Haffkine left behind a store of diaries. According to the YIVO Institute for Jewish Research in New York it holds a ‘photostat’ of Haffkine’s diary and a typed transcript. It says: ‘The diary is fragmentary for the period 1895-1908, but is complete for the period May 1915 to October 1930. The original manuscript is at the Hebrew University in Jerusalem. The diary has a “guide” and annual indices.’ However, I cannot find any evidence of the diaries on the Hebrew University website. The National Library of Israel does have a Haffkine archive, but it doesn’t specifically mention any diaries. On the other hand, the British Library (India Office Records and Private Papers) holds some 16 diaries (plus an index of social engagements) kept by Haffkine, dating from 1919 to the year of his death. Furthermore, the US National Library of Medicine holds ‘published materials from the India Home Department related to the vaccination incident (along with Haffkine's personal diaries on microfilm)’

Unfortunately, I can find very little further information about Haffkine’s diaries online. Sorokina in her article Between Faith and Reason mentions her subject’s diaries three times.
- ‘The diaries and notebooks of the young Haffkine show him to have been a romantic and revolutionary.’
- ‘An officer-­in- charge of the Laboratory, Major William Barney Bannerman, who had spent about 20 years serving the Indian Medical Service, intrigued against Haffkine with the support of some of the staff.
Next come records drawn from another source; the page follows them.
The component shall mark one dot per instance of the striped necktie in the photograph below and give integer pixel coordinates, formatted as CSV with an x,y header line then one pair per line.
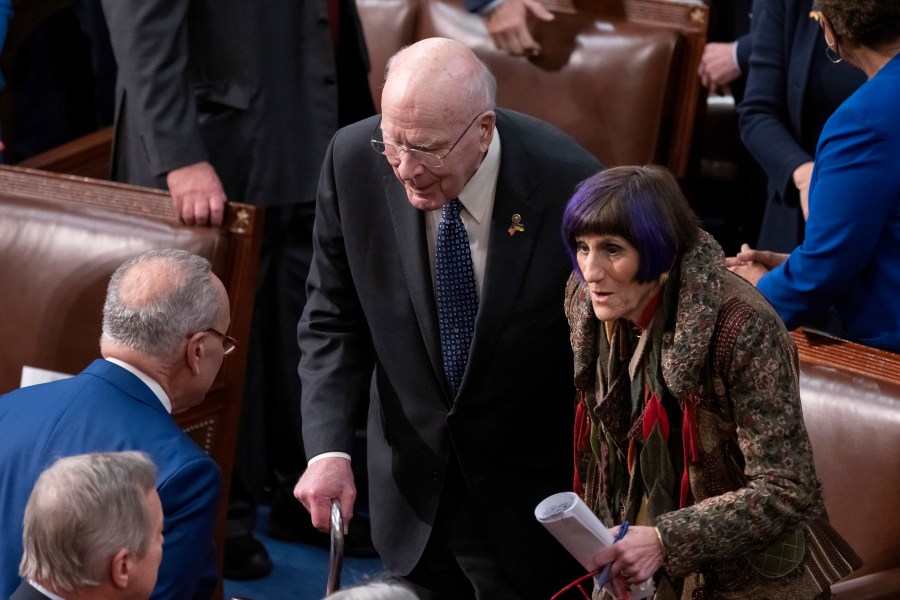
x,y
457,296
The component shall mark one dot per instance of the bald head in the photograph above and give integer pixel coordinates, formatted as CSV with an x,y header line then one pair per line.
x,y
438,75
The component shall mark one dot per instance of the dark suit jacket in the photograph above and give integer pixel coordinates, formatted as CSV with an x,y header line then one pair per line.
x,y
26,591
786,44
251,87
370,286
106,408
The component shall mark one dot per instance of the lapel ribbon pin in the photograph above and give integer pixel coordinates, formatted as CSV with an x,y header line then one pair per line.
x,y
516,224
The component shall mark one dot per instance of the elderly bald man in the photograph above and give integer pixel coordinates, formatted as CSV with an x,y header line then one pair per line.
x,y
471,409
165,321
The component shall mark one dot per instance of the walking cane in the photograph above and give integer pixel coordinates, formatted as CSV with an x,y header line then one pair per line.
x,y
336,553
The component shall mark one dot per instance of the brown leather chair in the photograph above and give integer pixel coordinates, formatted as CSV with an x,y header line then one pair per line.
x,y
618,75
61,237
851,406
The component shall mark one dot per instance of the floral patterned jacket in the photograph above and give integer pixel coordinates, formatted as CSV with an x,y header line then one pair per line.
x,y
725,369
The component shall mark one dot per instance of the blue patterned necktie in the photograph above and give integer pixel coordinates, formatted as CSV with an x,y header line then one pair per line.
x,y
457,296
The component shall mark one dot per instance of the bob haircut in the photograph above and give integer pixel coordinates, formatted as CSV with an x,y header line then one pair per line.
x,y
643,205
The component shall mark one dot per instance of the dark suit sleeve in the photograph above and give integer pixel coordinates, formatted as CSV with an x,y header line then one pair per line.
x,y
764,119
190,500
333,334
744,48
150,43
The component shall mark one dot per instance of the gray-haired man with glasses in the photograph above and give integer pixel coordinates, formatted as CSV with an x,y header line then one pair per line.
x,y
163,342
470,414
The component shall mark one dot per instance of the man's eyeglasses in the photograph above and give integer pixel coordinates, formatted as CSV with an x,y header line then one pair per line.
x,y
394,152
228,343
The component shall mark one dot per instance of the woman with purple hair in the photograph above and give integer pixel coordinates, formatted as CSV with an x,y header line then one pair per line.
x,y
689,423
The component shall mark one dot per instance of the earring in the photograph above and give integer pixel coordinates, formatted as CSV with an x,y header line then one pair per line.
x,y
832,53
663,279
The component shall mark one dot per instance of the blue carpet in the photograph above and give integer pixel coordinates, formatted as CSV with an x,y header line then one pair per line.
x,y
300,571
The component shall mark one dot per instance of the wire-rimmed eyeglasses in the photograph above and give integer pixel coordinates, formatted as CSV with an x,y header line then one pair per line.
x,y
229,344
394,152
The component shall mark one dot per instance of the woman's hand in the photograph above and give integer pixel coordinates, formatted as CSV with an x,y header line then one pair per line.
x,y
802,176
635,558
753,264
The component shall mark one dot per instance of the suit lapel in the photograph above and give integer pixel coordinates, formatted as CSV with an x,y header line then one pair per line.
x,y
412,248
806,34
508,255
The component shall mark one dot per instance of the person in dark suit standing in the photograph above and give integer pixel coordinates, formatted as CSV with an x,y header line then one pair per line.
x,y
726,57
165,320
469,423
93,529
238,100
792,90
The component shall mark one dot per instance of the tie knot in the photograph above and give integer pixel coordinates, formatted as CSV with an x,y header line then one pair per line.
x,y
451,210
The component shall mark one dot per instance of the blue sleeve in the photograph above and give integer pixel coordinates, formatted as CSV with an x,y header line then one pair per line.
x,y
190,500
853,191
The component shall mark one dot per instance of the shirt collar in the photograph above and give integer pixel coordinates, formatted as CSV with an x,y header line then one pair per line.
x,y
148,381
44,590
477,196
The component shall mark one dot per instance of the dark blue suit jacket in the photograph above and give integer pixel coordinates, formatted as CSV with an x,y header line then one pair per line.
x,y
27,592
850,258
510,425
786,43
106,408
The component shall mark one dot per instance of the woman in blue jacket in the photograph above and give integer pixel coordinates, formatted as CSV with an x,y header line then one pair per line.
x,y
850,258
792,89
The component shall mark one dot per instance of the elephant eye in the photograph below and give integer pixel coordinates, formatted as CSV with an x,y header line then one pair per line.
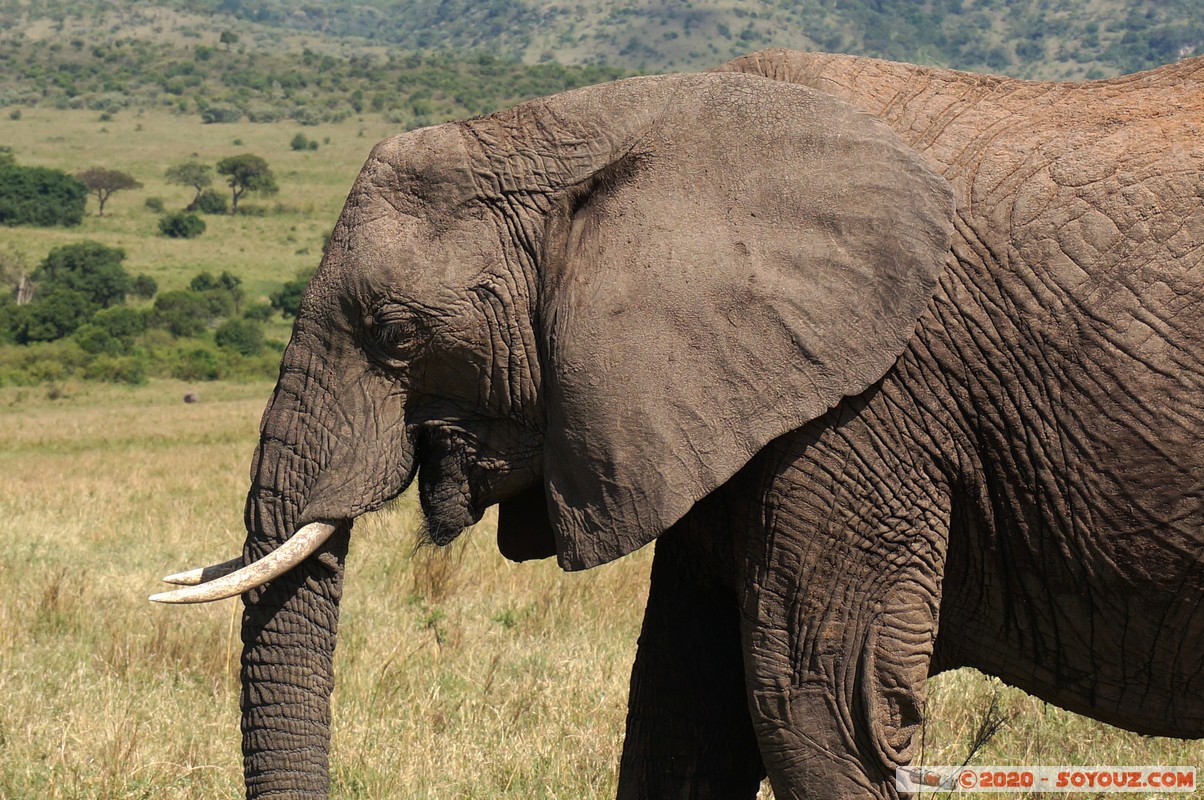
x,y
395,334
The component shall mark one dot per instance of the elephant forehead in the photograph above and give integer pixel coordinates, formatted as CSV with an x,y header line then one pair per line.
x,y
412,260
423,172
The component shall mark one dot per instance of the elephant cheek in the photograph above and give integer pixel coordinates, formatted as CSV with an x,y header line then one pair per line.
x,y
895,670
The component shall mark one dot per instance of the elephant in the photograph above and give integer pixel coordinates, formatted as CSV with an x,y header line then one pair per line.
x,y
899,366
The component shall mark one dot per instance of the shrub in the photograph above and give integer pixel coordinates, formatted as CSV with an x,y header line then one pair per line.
x,y
52,316
89,268
202,282
183,313
211,201
143,287
36,195
288,299
259,312
122,322
95,340
196,364
220,115
243,336
181,225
In his diaries, Haffkine wrote bitterly of Bannerman: “There is nothing for him to do. . . we do not let him do anything else.” ’
- In his diary Haffkine sadly confessed to himself: “The main feature of my life is solitude”.

Also, Hawgood says in her article that Haffkine’s ‘personal diaries for the years 1903-05 reflect his bitterness that “he was dispossessed of the fruits of his labours by faithless assistants [British medical men]”.’